After a disasterous wedding night, her manager insists she leave Elmer - but you never know when you will need a hero...
 
 
Shelf or charity shop? A keeper for Buster even if the film is not worthy of his talents.  The last third of the film where Elmer and Trilby are trapped on a yacht over-run with smugglers harks back to his 1924 classic THE NAVIGATOR but runs out of steam.  Compensations are Buster's sweet performance, his excellent leading lady Dorothy Sebastian (they had a brief affair off-screen) and wonderful set-pieces that hint at possibilities not pursued: Elmer wrecking the play that Trilby stars in after replacing a supporting actor and, the high-point of the film, Elmer attempting to put a drunken Trilby to bed on their wedding night. 


Monday, August 24, 2020

DVD/150: MURDER ON THE ORIENT EXPRESS (Sidney Lumet, 1974)

The first of four EMI Agatha Christie starry adaptations of the 70s and 80s always brings back the thrill of seeing it on the big screen when first released.

 
Christie's 1934 classic has Hercule Poirot solving the brutal stabbing of a shady businessman on a snowbound train with the usual cross-section of probable and improbable suspects.


Sidney Lumet was always a fine director of actors and here he orchestrates his cast into a wonderful ensemble.


It is almost an anti-thriller: after the murder, there is no feeling of threat to the other characters, just the pleasure of watching Albert Finney's dazzling Poirot question the other passengers one-by-one.


Lumet offered Ingrid Bergman the role of Princess Dragomiroff - after Dietrich said no - but she chose instead the smaller role of the missionary.  He filmed her 5 minute scene in one take - and she won an Oscar for it!


Shelf or charity shop?

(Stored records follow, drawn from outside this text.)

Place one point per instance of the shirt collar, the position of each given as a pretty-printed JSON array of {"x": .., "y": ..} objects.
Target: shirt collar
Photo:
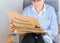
[{"x": 44, "y": 9}]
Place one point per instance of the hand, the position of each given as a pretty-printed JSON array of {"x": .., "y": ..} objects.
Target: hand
[{"x": 12, "y": 27}]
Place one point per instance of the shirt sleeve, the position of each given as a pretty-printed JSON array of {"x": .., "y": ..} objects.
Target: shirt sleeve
[{"x": 53, "y": 24}]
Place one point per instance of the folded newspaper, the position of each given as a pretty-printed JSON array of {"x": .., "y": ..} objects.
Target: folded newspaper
[{"x": 24, "y": 23}]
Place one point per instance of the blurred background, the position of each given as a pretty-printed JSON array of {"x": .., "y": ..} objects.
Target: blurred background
[{"x": 17, "y": 6}]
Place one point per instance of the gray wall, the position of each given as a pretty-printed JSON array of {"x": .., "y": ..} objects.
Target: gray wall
[{"x": 15, "y": 5}]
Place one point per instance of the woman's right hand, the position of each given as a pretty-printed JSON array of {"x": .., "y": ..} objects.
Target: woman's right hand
[{"x": 12, "y": 27}]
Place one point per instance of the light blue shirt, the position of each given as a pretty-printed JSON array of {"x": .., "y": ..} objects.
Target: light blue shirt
[{"x": 47, "y": 18}]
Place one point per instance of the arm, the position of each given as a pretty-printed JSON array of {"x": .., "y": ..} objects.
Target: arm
[{"x": 53, "y": 31}]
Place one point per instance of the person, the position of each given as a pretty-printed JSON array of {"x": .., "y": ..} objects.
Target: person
[{"x": 47, "y": 18}]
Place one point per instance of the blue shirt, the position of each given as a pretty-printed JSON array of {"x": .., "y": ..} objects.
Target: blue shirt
[{"x": 47, "y": 18}]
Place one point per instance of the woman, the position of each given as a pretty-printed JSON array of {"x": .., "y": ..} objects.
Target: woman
[{"x": 47, "y": 18}]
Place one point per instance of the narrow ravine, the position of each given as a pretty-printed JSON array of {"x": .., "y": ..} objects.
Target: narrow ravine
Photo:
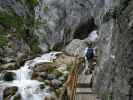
[{"x": 28, "y": 88}]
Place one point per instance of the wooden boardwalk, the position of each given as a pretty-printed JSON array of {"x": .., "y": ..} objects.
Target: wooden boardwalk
[{"x": 83, "y": 90}]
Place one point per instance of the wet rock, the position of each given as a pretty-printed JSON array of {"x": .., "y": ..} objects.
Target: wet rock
[
  {"x": 56, "y": 83},
  {"x": 43, "y": 75},
  {"x": 39, "y": 79},
  {"x": 76, "y": 48},
  {"x": 42, "y": 86},
  {"x": 51, "y": 76},
  {"x": 8, "y": 76},
  {"x": 10, "y": 91},
  {"x": 8, "y": 66},
  {"x": 43, "y": 67},
  {"x": 47, "y": 82},
  {"x": 17, "y": 97}
]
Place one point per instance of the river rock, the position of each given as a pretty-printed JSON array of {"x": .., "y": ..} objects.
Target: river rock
[
  {"x": 43, "y": 75},
  {"x": 43, "y": 67},
  {"x": 56, "y": 83},
  {"x": 76, "y": 48},
  {"x": 51, "y": 76},
  {"x": 8, "y": 76},
  {"x": 17, "y": 97},
  {"x": 10, "y": 91},
  {"x": 8, "y": 66}
]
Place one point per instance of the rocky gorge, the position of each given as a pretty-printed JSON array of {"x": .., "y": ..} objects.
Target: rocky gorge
[{"x": 30, "y": 28}]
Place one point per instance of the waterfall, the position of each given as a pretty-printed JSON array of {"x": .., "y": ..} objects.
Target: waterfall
[{"x": 29, "y": 89}]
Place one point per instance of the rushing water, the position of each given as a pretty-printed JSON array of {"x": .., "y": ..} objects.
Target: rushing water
[{"x": 29, "y": 89}]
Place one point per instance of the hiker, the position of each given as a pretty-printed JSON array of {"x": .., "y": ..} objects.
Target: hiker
[{"x": 90, "y": 54}]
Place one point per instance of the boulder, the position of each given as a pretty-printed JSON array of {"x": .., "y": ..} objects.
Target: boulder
[
  {"x": 10, "y": 91},
  {"x": 8, "y": 66},
  {"x": 56, "y": 83},
  {"x": 8, "y": 76},
  {"x": 76, "y": 48}
]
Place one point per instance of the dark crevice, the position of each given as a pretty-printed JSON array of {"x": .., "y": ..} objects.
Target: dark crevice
[{"x": 84, "y": 28}]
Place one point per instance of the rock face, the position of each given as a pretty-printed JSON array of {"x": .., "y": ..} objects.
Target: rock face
[
  {"x": 17, "y": 41},
  {"x": 76, "y": 48},
  {"x": 59, "y": 21},
  {"x": 113, "y": 79}
]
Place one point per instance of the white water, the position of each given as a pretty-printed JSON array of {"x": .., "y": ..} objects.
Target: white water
[
  {"x": 29, "y": 89},
  {"x": 93, "y": 36}
]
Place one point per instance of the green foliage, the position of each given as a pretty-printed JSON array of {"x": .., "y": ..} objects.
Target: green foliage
[
  {"x": 46, "y": 8},
  {"x": 38, "y": 23},
  {"x": 70, "y": 67},
  {"x": 31, "y": 3},
  {"x": 34, "y": 46},
  {"x": 3, "y": 40},
  {"x": 9, "y": 20}
]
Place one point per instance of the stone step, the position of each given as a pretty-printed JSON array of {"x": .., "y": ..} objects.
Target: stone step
[
  {"x": 84, "y": 91},
  {"x": 84, "y": 85},
  {"x": 84, "y": 79}
]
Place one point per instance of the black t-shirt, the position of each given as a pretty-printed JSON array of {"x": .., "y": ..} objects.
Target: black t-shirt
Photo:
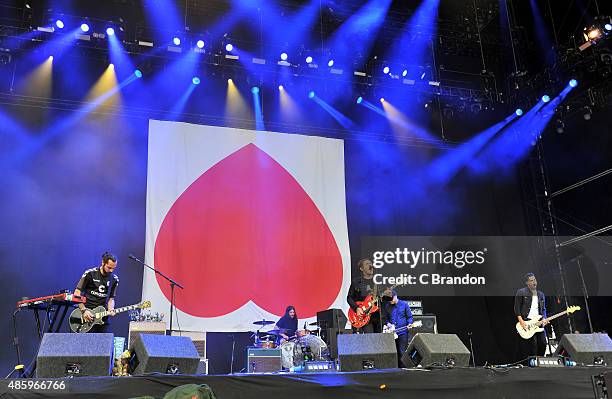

Total shelf for Lumet's direction, Geoffrey Unsworth's cinematography, Tony Walton's production design and costumes, Richard Rodney Bennett's score and of course that cast!  Pauline Kael, in her New Yorker review, called it a film full of 'turns' which is, of course, the pleasure of watching it.  Personal favourites are Bergman, Finney, John Gielgud's disdainful manservant, and Vanessa Redgrave who has never seemed so relaxed and playful.  Sadly, it would be a lonely cast reunion with only four of the seventeen main cast members still alive at time of writing.  A special mention too for the unnerving montage intro that lingers in the mind as the film progresses and the blue-lit murder scene.